We’re talking about emotional dependence…
- When your self-esteem is relegated to someone else.
- When the hours of your day are marked by the presence or absence of the other person .
- When your daily goal is basically to receive that person’s message or call.
- If from all your surroundings one person takes away all your attention and attachment.
- If you get happy when you communicate with that person and if this does not happen you feel sad .
- If your emotions depend on the actions of the other person.
- If you feel that you cannot be without seeing or being with a certain person .
- When your whole universe comes down to that person.
If the bond with that person becomes harmful, involving more unpleasant things than positive things, walk away. Let it go. Even if it hurts. It may be difficult, expensive, but… what is the cost you are willing to pay to continue that relationship that makes you so unhappy?
What can we do to avoid suffering from this?
Listen to yourself, observe yourself. What impact does this emotional pain have on you? Are you able to bear it as long as you continue this bond?
If it’s love, it shouldn’t hurt . We are used socially and culturally to the fact that it is valid to suffer for love, to die for love, to need the other to live, to be happy. We see it in novels, we hear it in songs like “Without you, I am nothing”, “I need you”.
Phrases that are so naturalized that they subtly incorporate the idea, and it takes just a little bit of vulnerability to believe it. But that’s not the reality.
The reality is that you don’t need anyone concrete to live, to breathe, to be happy . In fact, you do need someone: yourself. You need to love, value, and respect yourself. You are going to live with yourself for the rest of your life. And one of the most rewarding things about growing up is being and feeling independent. In every way. Although it is not easy to assume financial independence, in many cases it is more difficult to assume emotional independence.
This does not mean having to solve everything individually in life, not being a couple or believing oneself to be omnipotent. It means that if we need help we should ask for it but not become attached to that person, permanently and exclusively. A healthy way of socializing and exchanging help with others refers to the flexibility and variability of resources so as not to fall into a rut. There are many ways to help each other.
The steps to follow
First of all, we must recognize that we are going through a problematic, unpleasant, toxic situation : in this case we are talking about a relationship that is wearing us out, deteriorating little by little. At this point it would be interesting to evaluate what kind of relationship it is and what unites them: is it love? Is it an obsession? Is it a necessity? Is it a habit?
Second, we must accept the harmful nature of the bond and be encouraged to make the decision to walk away, to take a healthy distance.
Thirdly, we must seek resources that will make it easier for us to carry out that decision. Both internal and external resources.
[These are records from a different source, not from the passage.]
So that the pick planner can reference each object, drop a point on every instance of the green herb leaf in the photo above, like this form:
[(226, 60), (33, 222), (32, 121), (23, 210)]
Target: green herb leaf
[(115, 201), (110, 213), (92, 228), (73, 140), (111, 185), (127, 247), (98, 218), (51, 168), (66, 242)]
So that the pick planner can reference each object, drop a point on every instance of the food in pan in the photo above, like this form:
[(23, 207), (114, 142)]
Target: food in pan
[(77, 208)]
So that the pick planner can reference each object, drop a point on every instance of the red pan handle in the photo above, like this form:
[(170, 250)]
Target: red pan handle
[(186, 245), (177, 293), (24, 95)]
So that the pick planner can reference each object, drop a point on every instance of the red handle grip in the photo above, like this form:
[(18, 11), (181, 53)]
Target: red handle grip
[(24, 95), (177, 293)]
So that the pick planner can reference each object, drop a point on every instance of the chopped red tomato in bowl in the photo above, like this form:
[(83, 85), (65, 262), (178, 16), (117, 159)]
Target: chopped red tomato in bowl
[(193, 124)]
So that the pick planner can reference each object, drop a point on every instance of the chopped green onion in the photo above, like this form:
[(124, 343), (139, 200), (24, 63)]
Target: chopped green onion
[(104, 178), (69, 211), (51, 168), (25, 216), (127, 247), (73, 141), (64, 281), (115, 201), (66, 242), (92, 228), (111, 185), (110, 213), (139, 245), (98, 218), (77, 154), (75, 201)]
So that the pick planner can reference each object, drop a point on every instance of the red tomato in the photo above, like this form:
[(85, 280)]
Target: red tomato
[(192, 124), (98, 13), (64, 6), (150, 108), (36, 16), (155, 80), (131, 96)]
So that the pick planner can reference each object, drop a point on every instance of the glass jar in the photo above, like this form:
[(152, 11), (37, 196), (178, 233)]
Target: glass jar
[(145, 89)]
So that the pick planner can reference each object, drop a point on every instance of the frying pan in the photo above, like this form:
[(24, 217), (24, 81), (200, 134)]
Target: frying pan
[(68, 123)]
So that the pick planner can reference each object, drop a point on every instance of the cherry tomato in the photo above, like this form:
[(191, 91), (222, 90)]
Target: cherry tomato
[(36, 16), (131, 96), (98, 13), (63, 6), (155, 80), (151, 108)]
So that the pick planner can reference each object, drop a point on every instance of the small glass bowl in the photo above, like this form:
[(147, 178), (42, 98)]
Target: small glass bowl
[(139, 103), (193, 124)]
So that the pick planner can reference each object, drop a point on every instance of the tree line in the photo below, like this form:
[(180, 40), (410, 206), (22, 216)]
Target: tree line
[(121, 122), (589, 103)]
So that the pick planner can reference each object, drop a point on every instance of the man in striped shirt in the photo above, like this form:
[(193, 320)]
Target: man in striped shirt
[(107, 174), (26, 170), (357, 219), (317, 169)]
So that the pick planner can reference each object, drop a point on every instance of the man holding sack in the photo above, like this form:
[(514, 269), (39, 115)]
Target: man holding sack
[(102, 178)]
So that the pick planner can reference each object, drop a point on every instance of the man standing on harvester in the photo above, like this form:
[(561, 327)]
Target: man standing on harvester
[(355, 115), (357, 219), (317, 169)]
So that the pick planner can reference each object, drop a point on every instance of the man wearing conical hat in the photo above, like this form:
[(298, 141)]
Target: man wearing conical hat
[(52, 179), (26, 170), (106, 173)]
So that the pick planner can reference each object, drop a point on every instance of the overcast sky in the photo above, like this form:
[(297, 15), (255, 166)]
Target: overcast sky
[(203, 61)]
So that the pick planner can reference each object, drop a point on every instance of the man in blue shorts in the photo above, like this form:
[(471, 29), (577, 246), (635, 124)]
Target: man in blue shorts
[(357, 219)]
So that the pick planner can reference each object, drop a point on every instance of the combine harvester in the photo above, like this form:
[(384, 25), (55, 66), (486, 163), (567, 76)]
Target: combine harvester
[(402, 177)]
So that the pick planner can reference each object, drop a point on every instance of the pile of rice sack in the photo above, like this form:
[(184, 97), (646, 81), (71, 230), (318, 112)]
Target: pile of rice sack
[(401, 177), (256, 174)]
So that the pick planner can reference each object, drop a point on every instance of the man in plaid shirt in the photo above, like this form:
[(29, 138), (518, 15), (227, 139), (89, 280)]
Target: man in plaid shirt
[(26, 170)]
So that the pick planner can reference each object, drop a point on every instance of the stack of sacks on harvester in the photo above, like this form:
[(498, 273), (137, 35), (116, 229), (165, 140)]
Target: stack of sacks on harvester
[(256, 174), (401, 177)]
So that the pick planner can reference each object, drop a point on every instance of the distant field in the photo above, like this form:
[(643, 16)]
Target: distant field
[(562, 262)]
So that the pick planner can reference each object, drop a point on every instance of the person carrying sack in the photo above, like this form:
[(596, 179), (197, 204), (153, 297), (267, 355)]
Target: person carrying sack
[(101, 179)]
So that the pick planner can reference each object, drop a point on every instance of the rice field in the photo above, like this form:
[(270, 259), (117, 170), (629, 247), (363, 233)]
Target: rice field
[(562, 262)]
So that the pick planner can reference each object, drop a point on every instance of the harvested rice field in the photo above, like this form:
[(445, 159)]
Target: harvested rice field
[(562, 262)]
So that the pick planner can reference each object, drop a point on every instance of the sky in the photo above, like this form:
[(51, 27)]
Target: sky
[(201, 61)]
The strengthening of self-esteem is one of the main keys and can be generated with self-care behaviours that reward us, return our love for ourselves. Asking for help from a professional, starting some sport, recreational, playful or solidarity activity, going out with friends or family, generating new social circles. To build or rebuild a path of our own is fundamental to be able to undertake the path of detachment from that which generates us more harm than good. That which harms us.
Take care of yourself, take care of your self-esteem, take care of your dignity, your identity, take care of who you are. Value yourself, respect yourself and make yourself respected.